By Oliver Burton 

With their new single ‘David Byrne’s Bad Side’, Liverpool four piece Courting present a trivial observation of the UK’s many shortcomings. Though the slender New Wave pioneer Byrne appears in the title, he serves as no more than a guise, under which singer Sean Murphy-O’Neill studies the modern pub man rhetoric. “I’m not racist or tasteless, they’re invasive, they’re hateful!” Taking the position of the typically racist, typically tasteless antagonist, Murphy-O’Neill brushes aside artistic instinct and sides with the contemptuous wordsmiths of pubs up and down the UK. “As he hates all his neighbours, he praises his saviour, Nige!”. The narrative based style that Courting opt for is more observation than vilification, perhaps putting ourselves in our enemies shoes is the best way to understand them? 

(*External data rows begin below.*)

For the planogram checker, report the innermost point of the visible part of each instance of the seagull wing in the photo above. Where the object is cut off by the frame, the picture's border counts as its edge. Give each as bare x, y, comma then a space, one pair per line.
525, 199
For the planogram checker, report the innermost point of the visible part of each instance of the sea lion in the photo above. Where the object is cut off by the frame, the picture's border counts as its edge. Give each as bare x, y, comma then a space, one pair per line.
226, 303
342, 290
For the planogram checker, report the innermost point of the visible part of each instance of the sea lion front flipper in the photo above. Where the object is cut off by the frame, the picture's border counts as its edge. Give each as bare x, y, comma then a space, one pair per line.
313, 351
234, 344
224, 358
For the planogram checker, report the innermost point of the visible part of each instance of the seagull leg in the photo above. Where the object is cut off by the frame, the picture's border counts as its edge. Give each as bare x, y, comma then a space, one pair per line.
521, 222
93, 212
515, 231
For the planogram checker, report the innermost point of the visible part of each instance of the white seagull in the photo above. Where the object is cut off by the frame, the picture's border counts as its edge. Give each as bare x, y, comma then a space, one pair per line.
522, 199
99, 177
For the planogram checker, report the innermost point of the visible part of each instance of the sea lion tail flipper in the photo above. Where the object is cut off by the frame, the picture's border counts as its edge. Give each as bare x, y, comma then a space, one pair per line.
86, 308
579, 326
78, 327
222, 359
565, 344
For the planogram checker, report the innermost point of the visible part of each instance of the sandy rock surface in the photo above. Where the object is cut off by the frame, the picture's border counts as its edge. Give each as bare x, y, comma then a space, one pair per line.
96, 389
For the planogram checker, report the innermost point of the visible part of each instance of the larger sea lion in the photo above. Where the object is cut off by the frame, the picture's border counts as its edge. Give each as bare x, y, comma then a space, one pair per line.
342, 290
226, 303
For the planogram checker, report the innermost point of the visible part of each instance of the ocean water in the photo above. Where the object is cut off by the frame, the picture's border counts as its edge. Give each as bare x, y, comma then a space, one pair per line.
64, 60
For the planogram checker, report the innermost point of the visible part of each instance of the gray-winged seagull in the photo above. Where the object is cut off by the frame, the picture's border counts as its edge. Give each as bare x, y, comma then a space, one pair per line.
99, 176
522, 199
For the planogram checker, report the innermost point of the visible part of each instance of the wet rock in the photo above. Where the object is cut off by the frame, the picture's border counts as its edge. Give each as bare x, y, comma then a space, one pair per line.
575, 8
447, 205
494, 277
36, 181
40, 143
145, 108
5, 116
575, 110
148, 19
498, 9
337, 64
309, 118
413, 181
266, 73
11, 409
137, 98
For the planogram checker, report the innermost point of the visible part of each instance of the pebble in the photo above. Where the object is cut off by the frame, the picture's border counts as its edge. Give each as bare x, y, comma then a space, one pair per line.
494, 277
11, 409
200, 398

On the musical side of things, it’s becoming abundantly clear that with every new release we see a further refinement of Courting’s choice blend of late 70s guitars, e.g. XTC, Gang of Four as well as a discrete nod to contemporaries Parquet Courts and Bristol-based Home Counties. The latter of which it must be said share with Courting a temperament for a more calculated style of change. Serving as perhaps the successors to the post punk triumphs of the past few years, both Courting and Home Counties present a fresh strategy aimed at gunning down the bad ideas so prevalent in today’s Britain. Ever since John Lydon’s first live expletive, British music has become synonymous with counter culture and manipulating the zeitgeist. This in turn has cemented a sort of responsibility now thrust upon modern artists. Bands such as IDLES, LIFE and Hotel Lux have in recent years had a good crack at providing discourse on who we should and shouldn’t follow on twitter. Though a man with pink hair screaming Karl Marx down the oesophagus of the local racist Dave feels less like progress and more like a vehicle for subordination, furthering us from those we strive so publicly to scrutinise. Instead of branding our aggressors as unintelligent and just wrong, Courting have provided us with the alternative perspective, in turn allowing the listener to better understand the generational bigotry that we’re up against. 

Last week for Clunk’s first ever Down the Pub livestream, I spoke with Sean about their new song, isolation, and the prospect of new music on the forever inside… “I know a lot of bands have been put off releasing stuff, but if all these bigger bands are cancelling their albums until October, people need something to listen to”. Though the band are still very much enjoying their emergence, the band refuse to confine themselves to radio-friendly ideas…”i’d quite like to do a song about Take That, I’m not sure how I’m gonna get there, but I’ll get there”. The video for ‘David Byrne’s Bad Side’, sees Murphy-O’Neill singing against the backdrop of some of the most scenic northern booze houses. Though many stand as a monument of bad decisions and broken homes you can’t help but get the sense that deep within their brutal post war exterior lies a subtle elegance, a pillar of British culture spoiled by those whom wear their flag quite literally on their sleeves. Like many of us poor millennials, Courting are deprived of patriotism, and can’t truly enjoy pub culture because of the corrupt ideology that supports it. In ‘David Byrne’s Bad Side’ this corruption is outlined for everyone to see, for that may be the only way that we can change.